Weight space Detection of Backdoors in LoRA Adapters

LoRA adapters let users fine-tune large language models (LLMs) efficiently. However, LoRA adapters are shared through open repositories like Hugging Face Hub \citep{huggingface_hub_docs}, making them vulnerable to backdoor attacks. Current detection methods require running the model with test input data -- making them impractical for screening thousands of adapters where the trigger for backdoor behavior is unknown. We detect poisoned adapters by analyzing their weight matrices directly, without running the model -- making our method data-agnostic. Our method extracts simple statistics -- how concentrated the singular values are, their entropy, and the distribution shape -- and flags adapters that deviate from normal patterns. We evaluate the method on 500 LoRA adapters -- 400 clean, and 100 poisoned for Llama-3.2-3B on instruction and reasoning datasets: Alpaca, Dolly, GSM8K, ARC-Challenge, SQuADv2, NaturalQuestions, HumanEval, and GLUE dataset.

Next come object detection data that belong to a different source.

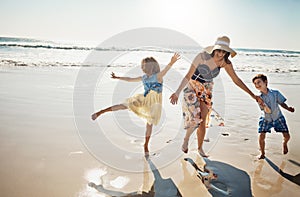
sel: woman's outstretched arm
[225,63,264,104]
[111,72,142,82]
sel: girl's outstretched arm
[157,53,181,81]
[280,103,295,112]
[111,72,142,82]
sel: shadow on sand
[265,157,300,185]
[185,158,252,197]
[88,158,182,197]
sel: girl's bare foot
[283,143,289,154]
[198,148,209,157]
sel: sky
[0,0,300,51]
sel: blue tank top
[142,74,162,96]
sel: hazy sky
[0,0,300,51]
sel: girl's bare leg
[282,133,290,154]
[197,101,209,157]
[258,133,266,159]
[144,123,153,156]
[92,104,127,120]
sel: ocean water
[0,37,300,73]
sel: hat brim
[204,45,236,58]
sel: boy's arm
[111,72,142,82]
[157,53,180,79]
[280,103,295,112]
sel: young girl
[92,53,180,156]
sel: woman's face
[253,78,267,91]
[215,49,226,59]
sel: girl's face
[215,49,226,59]
[253,78,268,92]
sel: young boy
[252,74,295,159]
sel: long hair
[142,57,160,75]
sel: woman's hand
[111,72,120,79]
[169,93,178,105]
[254,95,265,106]
[170,52,181,65]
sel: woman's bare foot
[92,110,104,120]
[181,138,189,153]
[92,113,98,120]
[198,148,209,157]
[283,142,289,154]
[258,154,266,159]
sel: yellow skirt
[124,90,162,125]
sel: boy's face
[253,78,268,91]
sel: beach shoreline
[0,66,300,196]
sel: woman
[170,36,263,157]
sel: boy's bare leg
[282,133,290,154]
[144,123,152,156]
[92,104,127,120]
[258,133,266,159]
[197,101,209,157]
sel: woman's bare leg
[92,104,128,120]
[144,123,153,156]
[181,128,195,153]
[197,101,209,157]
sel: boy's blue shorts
[258,116,289,133]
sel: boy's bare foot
[283,143,289,154]
[92,113,98,120]
[198,148,209,157]
[144,145,149,157]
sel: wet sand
[0,67,300,196]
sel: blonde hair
[142,57,160,75]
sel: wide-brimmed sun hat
[204,36,236,57]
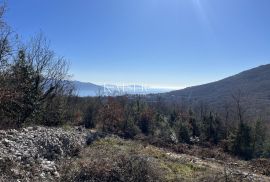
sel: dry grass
[61,138,230,182]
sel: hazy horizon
[5,0,270,88]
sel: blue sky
[6,0,270,88]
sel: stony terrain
[0,127,86,181]
[0,127,270,182]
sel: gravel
[0,127,87,181]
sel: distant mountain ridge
[163,64,270,119]
[72,81,171,97]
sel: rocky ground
[0,127,270,182]
[0,127,87,181]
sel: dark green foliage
[178,123,190,144]
[232,122,253,160]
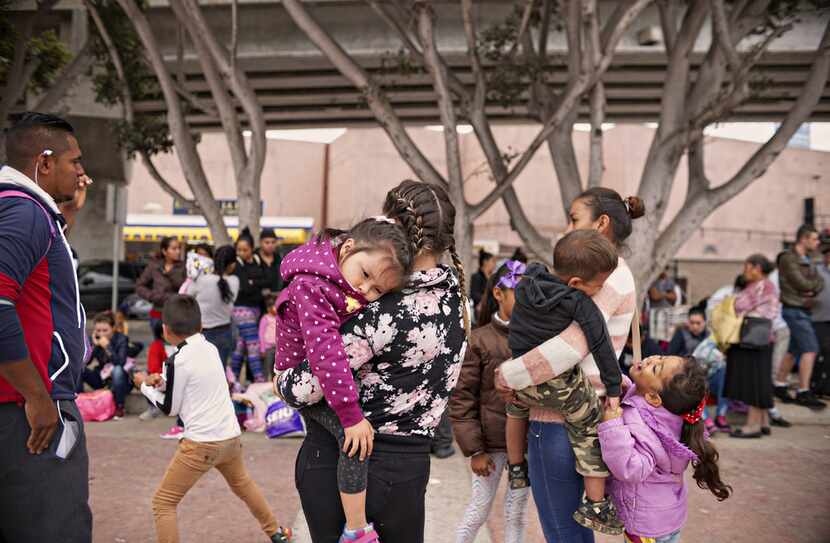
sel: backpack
[709,296,743,352]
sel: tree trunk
[118,0,231,245]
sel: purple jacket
[274,239,367,428]
[599,386,696,537]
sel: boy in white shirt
[135,295,291,543]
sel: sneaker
[507,462,530,490]
[159,426,184,439]
[772,385,795,403]
[574,496,624,535]
[715,415,732,434]
[769,417,793,428]
[271,526,294,543]
[795,390,827,410]
[138,405,161,422]
[339,523,380,543]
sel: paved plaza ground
[87,398,830,543]
[87,323,830,543]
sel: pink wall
[129,125,830,266]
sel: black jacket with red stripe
[0,166,86,403]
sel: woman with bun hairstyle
[496,187,645,543]
[723,254,781,438]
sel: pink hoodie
[274,239,367,428]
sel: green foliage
[478,2,563,107]
[89,0,173,158]
[0,1,72,93]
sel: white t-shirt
[185,273,239,328]
[141,334,242,442]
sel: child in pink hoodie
[599,356,732,543]
[274,217,413,543]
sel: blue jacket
[0,166,86,403]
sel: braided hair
[383,179,470,336]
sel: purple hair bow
[496,260,527,289]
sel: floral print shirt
[278,266,467,438]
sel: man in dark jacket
[0,113,92,543]
[773,225,826,409]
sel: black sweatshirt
[508,263,622,397]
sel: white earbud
[35,149,55,185]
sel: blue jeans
[703,368,729,420]
[202,324,235,369]
[527,421,594,543]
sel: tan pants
[153,437,278,543]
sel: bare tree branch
[416,4,467,192]
[508,0,536,58]
[170,2,248,181]
[710,0,741,73]
[657,0,677,56]
[168,79,219,119]
[474,0,651,216]
[117,0,230,245]
[283,0,447,185]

We achieve 97\% detection accuracy with less than 2\% false positives.

Key Contributions

Data-agnostic backdoor detector that analyzes LoRA weight matrices via SVD spectral statistics (leading singular value, Frobenius norm, energy concentration, spectral entropy, kurtosis) without running the model
Benchmark of 500 LoRA adapters (400 clean, 100 poisoned with rare-token and contextual triggers) for Llama-3.2-3B across 8 instruction/reasoning datasets
Logistic regression classifier over z-score-normalized spectral metrics achieving 97% detection accuracy with under 2% false positives, enabling practical hub-scale screening

🛡️ Threat Analysis

AI Supply Chain Attacks

The explicit threat scenario is poisoned adapters distributed through open model hubs (Hugging Face Hub), making the supply chain the attack vector; the paper's hub-scale screening motivation directly targets this supply chain compromise scenario.

Model Poisoning

Primary contribution is detecting backdoor/trojan injections in LoRA adapter weight matrices — the canonical ML10 threat of hidden, trigger-activated malicious behavior embedded in model parameters.